Senior ranger Nic Nel was enjoying a game drive in the reserve recently when he came across two lionesses and a number of cubs. The pride was relaxing near a waterhole and doing what lions do best: snoozing. These big cats can sleep for as many as 20 hours a day and typically save their energy for the evenings when they go on the prowl for food. 

"While observing the sleeping lions, we noticed a small visitor appear in the middle of the pride: a millipede," Nel explained to the team at Latest Sightings who recently uploaded the footage. Curiosity got the better of one of the young cats and it moved in for a closer inspection.

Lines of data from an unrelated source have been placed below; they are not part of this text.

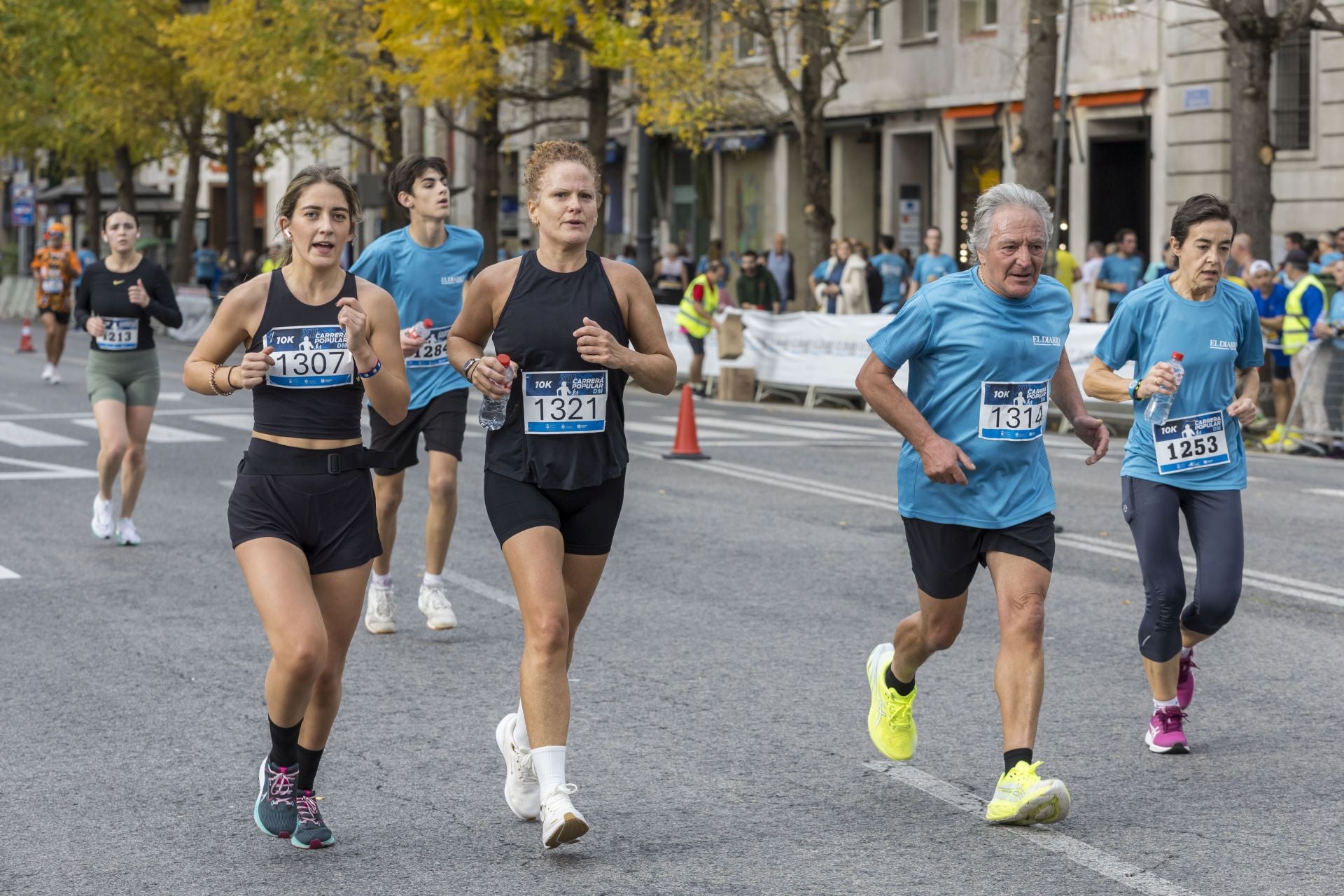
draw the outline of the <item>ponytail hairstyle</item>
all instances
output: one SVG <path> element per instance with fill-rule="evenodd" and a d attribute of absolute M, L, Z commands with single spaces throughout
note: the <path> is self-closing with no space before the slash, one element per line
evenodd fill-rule
<path fill-rule="evenodd" d="M 340 173 L 339 168 L 331 165 L 309 165 L 301 172 L 294 175 L 294 179 L 289 181 L 285 187 L 285 195 L 280 197 L 280 204 L 276 206 L 276 219 L 288 218 L 294 219 L 294 210 L 298 208 L 298 199 L 304 195 L 304 191 L 316 184 L 331 184 L 340 189 L 341 195 L 345 197 L 345 204 L 349 207 L 349 227 L 353 232 L 355 226 L 364 220 L 364 207 L 359 201 L 359 193 L 351 185 L 345 176 Z M 294 257 L 293 240 L 281 232 L 285 243 L 280 250 L 280 266 L 284 267 Z"/>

The remaining cubs followed suit and the tiny arthropod was suddenly surrounded by inquisitive cats.

Millipedes – many legged invertebrates found on all of the world's continents except Antarctica – are slow-moving creatures with a tough exoskeleton that helps protect them against predators. Strong as this exterior armour is, it certainly can't withstand a bite from a lion. For that, the millipede uses a chemical defence. By emitting a foul-smelling – and sometimes toxic – secretion through tiny holes called ozopores, many millipede species are able to deter any would-be attackers.

When one of the cubs got a little too close to the arthropod, this innovative defence tactic kicked in and the cat grimaced in response.

"At this point, the cubs began losing interest in the millipede and made their way back to mum," Nel explained. "The two adult females also then rose from their slumber and began moving. Nightfall was approaching, and perhaps dinner was on their minds."